Si celle qui m’a tué lit ce message, Sache que je te suis très reconnaissant. Je n’aurais jamais pu le faire moi même. Je sais que tuer quelqu’un est extrêmement traumatisant, alors pardonne moi.
Je ne suis pas parvenu à convaincre ma femme de ma fidélité, si je ne parviens pas à survivre aujourd’hui je ne mérite plus de vivre.
Alicia tourna la feuille, les yeux lui piquaient mais elle ne pleurait pas.
Je dis adieu à toutes mes connaissances et je demande pardon à certains.
Mike Brisou

Alicia reposa la feuille et regarda Lucas. Il semblait troublé.
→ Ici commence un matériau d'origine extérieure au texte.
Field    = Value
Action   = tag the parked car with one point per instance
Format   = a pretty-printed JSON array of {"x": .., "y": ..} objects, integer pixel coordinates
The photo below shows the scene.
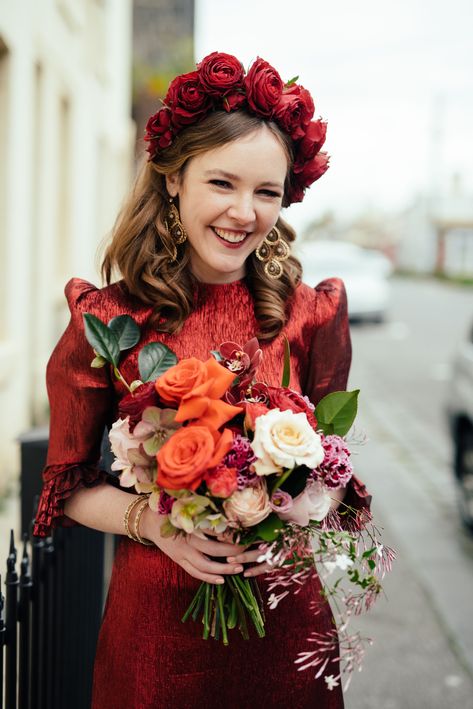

-Je suppose que le tournage est à l’eau. Dit-elle simplement. Le réalisateur grogna de mécontentement et prit la feuille. Il sortit une paire de ciseaux de sa poche et découpa d’un geste expert le texte.

-Je ne donnerai à la police que le début et le verso de la feuille. Ils auront l’aveu de suicide et la signature, rien de plus.

Alicia posa un regard interrogateur en lorgnant le bout de papier restant.

-Je ne veux aucune fuite. Continua Lucas. Tout le monde dira qu’il s’est logé une balle dans le ventre. Ainsi, pas de mauvaise publicité. As tu un briquet sur toi ?
Alicia ouvrit deux tiroirs et lui en tendit un, nacré et plaqué or. Ils regardèrent silencieusement brûler l’histoire qu’eux seuls connaissaient.

Le temps passait vite et Alicia était parvenue à trouver un travail. Chaque jour elle repensait au jour où Mike s’était affalé devant elle, un trou dans le ventre.
Ce jour là elle venait voir son agent. En entrant dans son bureau, elle aperçut immédiatement la bonne affaire sur son visage.

-Alicia, voila une nouvelle demande ! S’exclama-t-il joyeusement. Tu vas devoir compter ton salaire avec des puissances de dix, car il y a pas mal de zéros sur l’addition !

-Encore un tournage à l’étranger, je suppose.

-Tout juste. Ton rôle est celle d’une tueuse sans état d’âme chercher à faire passer un magnat du pétrole de l’autre coté.

-Incroyable ! Ce rôle me convient parfaitement. Sinon tu le nommes comment ce milliardaire ?

-Tout est dans cette enveloppe, pars vite où tu vas louper ton avion.

Elle attrapa l’objet qu’il lui tendait et agita la main. Au moment de sortir, il lui cria :

-Et surtout, éclabousse bien la scène !

Elle ne répondit rien, mais un sourire flotta sur ses lèvres. Dehors le froid était glacial, pourtant ses mains ne tremblaient pas.